AbstractThe aim of this study was to compare the elimination of Bordetella pertussis clinical isolates, representing different genotypes in relation to alleles encoding virulence factors (MLST—multi-locus antigen sequence typing), MLVA type (multi-locus variable-number tandem repeat analysis) and PFGE group (pulsed-field gel electrophoresis) from the lungs of naive mice or mice were immunised with the commercial whole-cell pertussis vaccine, the acellular pertussis vaccine and the experimental whole-cell pertussis vaccine. Molecular data indicate that the resurgence of pertussis in populations with high vaccine coverage is associated with genomic adaptation of B. pertussis, to vaccine selection pressure. Pertactin-negative B. pertussis isolates were suspected to contribute to the reduced vaccine effectiveness. It was shown that one of the isolates used is PRN deficient. The mice were intranasally challenged with bacterial suspension containing approximately 5 × 10 7 CFU/ml B. pertussis.
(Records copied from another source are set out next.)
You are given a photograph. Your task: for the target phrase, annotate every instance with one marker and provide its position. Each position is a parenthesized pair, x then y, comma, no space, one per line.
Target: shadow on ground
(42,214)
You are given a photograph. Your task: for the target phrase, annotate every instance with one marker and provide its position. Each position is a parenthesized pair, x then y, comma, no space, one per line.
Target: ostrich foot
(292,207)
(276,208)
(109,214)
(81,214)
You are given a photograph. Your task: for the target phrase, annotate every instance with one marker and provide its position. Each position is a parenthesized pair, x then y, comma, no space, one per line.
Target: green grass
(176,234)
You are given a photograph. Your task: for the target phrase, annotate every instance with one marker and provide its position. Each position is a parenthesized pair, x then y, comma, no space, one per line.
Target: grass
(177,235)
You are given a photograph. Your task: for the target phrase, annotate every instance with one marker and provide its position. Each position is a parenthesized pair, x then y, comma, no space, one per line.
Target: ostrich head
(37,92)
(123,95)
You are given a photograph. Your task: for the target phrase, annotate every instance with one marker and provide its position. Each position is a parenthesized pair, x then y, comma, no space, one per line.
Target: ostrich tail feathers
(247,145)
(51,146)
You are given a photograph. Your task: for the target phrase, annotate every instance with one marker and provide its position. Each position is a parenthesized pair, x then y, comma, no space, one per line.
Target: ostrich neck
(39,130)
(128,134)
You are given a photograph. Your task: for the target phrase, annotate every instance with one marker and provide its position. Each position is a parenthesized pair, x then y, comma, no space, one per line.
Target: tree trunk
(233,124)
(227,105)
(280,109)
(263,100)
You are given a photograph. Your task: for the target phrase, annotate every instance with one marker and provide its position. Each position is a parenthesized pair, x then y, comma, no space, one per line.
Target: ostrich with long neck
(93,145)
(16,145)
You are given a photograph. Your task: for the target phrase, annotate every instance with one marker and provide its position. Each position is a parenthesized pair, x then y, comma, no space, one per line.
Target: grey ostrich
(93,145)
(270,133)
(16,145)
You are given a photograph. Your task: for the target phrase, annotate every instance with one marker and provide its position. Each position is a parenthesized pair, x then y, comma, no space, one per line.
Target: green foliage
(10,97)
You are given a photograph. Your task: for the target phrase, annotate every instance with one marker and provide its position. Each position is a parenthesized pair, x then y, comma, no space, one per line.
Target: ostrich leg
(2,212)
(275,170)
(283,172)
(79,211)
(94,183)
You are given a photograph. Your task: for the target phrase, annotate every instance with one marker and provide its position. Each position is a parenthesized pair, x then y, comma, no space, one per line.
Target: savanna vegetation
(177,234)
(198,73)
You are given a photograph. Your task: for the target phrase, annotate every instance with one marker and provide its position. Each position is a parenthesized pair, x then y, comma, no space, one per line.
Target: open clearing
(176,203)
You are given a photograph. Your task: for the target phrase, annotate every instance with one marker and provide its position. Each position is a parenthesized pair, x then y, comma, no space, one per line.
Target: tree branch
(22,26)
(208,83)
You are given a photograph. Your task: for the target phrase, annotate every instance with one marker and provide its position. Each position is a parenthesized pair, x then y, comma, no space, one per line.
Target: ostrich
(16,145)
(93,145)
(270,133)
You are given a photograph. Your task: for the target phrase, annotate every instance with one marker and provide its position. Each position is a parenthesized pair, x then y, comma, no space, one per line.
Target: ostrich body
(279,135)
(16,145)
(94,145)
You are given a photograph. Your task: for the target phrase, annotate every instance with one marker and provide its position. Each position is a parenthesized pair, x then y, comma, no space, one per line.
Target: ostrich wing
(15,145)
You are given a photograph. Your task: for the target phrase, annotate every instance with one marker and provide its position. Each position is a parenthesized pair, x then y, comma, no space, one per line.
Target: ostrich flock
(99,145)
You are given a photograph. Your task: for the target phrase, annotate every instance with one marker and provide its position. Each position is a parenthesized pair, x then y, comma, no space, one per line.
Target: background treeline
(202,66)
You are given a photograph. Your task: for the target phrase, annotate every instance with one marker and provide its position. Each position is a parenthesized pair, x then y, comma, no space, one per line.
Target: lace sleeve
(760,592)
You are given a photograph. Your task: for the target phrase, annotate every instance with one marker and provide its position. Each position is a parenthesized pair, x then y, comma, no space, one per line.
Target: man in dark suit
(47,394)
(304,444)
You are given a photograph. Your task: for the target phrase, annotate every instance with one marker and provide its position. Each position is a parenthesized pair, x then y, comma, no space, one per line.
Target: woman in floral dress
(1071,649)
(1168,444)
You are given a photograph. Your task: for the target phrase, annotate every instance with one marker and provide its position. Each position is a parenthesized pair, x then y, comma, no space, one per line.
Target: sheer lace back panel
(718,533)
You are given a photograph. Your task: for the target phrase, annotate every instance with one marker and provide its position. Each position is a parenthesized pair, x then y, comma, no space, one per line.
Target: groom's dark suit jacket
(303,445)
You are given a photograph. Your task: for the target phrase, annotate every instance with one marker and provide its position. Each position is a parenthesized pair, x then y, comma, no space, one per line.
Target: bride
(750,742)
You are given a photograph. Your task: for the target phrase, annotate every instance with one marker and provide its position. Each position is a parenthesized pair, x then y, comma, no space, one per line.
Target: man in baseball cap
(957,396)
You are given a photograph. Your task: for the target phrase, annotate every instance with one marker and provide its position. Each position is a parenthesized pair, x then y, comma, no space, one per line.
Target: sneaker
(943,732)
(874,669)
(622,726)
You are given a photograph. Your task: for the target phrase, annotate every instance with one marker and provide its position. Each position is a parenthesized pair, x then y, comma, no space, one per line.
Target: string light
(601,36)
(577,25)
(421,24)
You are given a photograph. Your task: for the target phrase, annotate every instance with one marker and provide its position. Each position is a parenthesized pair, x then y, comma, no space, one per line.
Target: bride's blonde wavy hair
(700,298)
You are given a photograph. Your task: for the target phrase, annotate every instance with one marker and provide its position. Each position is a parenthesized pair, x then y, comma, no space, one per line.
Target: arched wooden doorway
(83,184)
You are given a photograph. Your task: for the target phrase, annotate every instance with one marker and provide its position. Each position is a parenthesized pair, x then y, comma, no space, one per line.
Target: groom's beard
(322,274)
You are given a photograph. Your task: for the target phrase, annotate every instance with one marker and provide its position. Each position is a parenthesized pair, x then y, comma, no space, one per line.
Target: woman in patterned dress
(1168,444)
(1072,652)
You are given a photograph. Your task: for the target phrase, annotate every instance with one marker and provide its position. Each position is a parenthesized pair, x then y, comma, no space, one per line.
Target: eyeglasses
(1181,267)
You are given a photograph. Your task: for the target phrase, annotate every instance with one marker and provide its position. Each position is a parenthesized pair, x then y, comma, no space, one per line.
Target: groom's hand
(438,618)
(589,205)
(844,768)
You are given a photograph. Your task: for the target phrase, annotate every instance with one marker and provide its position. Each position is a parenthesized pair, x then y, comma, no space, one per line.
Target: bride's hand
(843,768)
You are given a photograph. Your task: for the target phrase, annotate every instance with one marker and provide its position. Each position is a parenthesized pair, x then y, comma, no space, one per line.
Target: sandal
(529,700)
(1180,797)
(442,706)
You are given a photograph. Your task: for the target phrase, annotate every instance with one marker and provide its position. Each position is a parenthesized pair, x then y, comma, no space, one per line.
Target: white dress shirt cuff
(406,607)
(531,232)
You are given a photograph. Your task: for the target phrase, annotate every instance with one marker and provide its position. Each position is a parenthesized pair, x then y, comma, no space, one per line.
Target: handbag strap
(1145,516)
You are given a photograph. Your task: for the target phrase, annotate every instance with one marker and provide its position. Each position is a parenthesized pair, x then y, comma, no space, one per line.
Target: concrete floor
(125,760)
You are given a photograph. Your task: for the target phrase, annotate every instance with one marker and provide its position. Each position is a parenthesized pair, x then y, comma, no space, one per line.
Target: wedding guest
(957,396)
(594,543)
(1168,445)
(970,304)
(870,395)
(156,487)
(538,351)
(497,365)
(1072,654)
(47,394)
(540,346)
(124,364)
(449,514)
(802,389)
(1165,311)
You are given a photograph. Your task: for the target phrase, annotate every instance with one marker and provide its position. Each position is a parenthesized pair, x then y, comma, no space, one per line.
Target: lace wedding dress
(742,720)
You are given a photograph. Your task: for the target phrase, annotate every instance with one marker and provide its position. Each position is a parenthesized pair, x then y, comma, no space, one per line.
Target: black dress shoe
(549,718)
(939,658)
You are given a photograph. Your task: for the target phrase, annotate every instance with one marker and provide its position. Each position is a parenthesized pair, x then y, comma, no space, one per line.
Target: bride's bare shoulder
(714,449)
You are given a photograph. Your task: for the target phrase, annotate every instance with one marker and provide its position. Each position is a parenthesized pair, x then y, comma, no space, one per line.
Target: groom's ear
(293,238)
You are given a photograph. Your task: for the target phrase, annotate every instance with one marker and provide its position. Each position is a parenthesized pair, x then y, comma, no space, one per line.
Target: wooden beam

The immunogenicity of the tested vaccines against PT (pertussis toxin), PRN (pertactin), FHA (filamentous haemagglutinin) and FIM (fimbriae types 2 and 3) was examined. The commercial whole-cell and acellular pertussis vaccines induced an immunity effective at eliminating the genetically different B. pertussis isolates from the lungs. However, the elimination of the PRN-deficient isolate from the lungs of mice vaccinated with commercial vaccines was delayed as compared to the PRN ( +) isolate, suggesting phenotypic differences with the circulating isolates and vaccine strains. The most effective vaccine was the experimental vaccine with the composition identical to that of the strains used for infection.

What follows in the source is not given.